Dialogues on this topic are understandably dominated by ensuring that as few people as possible lose their lives to Covid-19. Restrictions on travel, mobility and migration, as well as socialising, are the necessary burdens we must bear in order to reduce the spread of the virus, avoid strain on the NHS and ultimately save lives.
Conversations, then, involve weighing up this need with other issues that are being caused by lockdown measures. Restrictions on business, socialisation, and travel bring with them their own sets of concerns for different people around the country. Business and job losses, industry crashes and the promise of a recession are very real concerns from both social and economic standpoints.
Likewise, we must also bear in the mind the impacts long-term isolation and immobility are having on other public health issues, like mental and long-term physical wellbeing.
With these issues in mind, and with the UK lockdown now extended for at least another three weeks, there is an unmistakable feeling in the air. A frustration which is undoubtedly shared, on some level, by most residents: the desire to ‘return to normal.’
For many, the combined monotony and pressure of limiting almost every element of their daily lives is beginning to wear them down. As such, it is understandable that both political and public spheres are venting their collective frustrations and pushing for answers on how soon and with what method we can achieve this aim.
But it is not just returning to normal that’s important. It is not even necessarily about how we make this return. We must also ask what this new normal is going to look like. Up until now the focus has, again understandably, been on how humanity can work through and eventually move on from this unparalleled situation. But in some ways, it may be worth looking outward, at the world around us, when considering how we become ‘normal’ again, and what this normality should look and feel like.

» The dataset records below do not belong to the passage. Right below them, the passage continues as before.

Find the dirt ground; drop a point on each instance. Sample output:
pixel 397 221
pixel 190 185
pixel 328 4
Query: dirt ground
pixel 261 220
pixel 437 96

As humanity hits the pause button, with the majority of Brits now adhering to social distancing policies and staying home unless is absolutely essential not to, it would seem that the natural world is breathing a sigh of relief. Across the world, residents are ‘battening down the hatches’, factories and businesses are shutting up shop, and national and global travel restrictions are being implemented. With this, roads, seas and skies have effectively been cleared. This has led to unprecedented drops in emissions around the world, and unparalleled improvement in pollution levels.
Satellite imagery has picked up a visible clearing of nitrogen dioxide over northern Italy, Spain and the UK.
In the UK, some cities have seen their emissions reduced by as much as 60 per cent since restrictions were implemented in mid-March. Across the Atlantic, the relatively recent lockdown measures in the US have already had drastic results, with New York reporting an almost 50 per cent reduction in pollution over the past month.
The story is much the same in the Eastern hemisphere. China’s emissions since January have dropped by 25 per cent when compared to the same time last year, as have India’s. The latter, which is now in a full state of country-wide lockdown, has been cited as presenting some of the most visible and drastic shifts in terms of pollution levels. Residents have shared images of clear blue skies in major cities like Delhi; sites that haven’t been seen for decades.
And this is not the only way in which the natural world has reacted to our silence. Images and videos across social media have depicted wildlife returning to urban spaces: from sea-birds and now-visible shoals of fish in the Venice canals, to sheep and goats in sleepy villages in Llandudno. Entire ecosystems appear to be healing, at least according to media reports, and there are even claims of a potential boost to wildflowers and bees as a result of ongoing lockdown measures.
Where real value lies
Of course, a pandemic is neither an ethical nor a feasible solution to tackling the climate emergency. We cannot and should not weigh a loss of human life against the potential of environmental progress. What we can do however, is look at how we can learn from this moment of pause. How can we use this to measure and understand the impact humanity has upon the natural world, and how we can implement real changes based on this.
Consumerism has long been intertwined with our destruction of the natural world. The West’s reliance on cheap, quickly-accessible goods and products has formed the bedrock of many of the factors that contribute to the climate emergency. Deforestation, palm oil harvesting, battery farming, plastics, the list goes on.
If being restricted in this way has taught us anything, it has taught us about what is and is not essential. It has given us an appreciation of what matters, and what does not.
The vast majority of people-focused reports have shown that the former, for most, is connecting with their loved ones and with the world around them. It is this mentality which ought to be taken into discussions about releasing lockdown restrictions and reshaping society again in a post-coronavirus world. Ultimately, we must ask ourselves not what normal means, but what we want it to mean.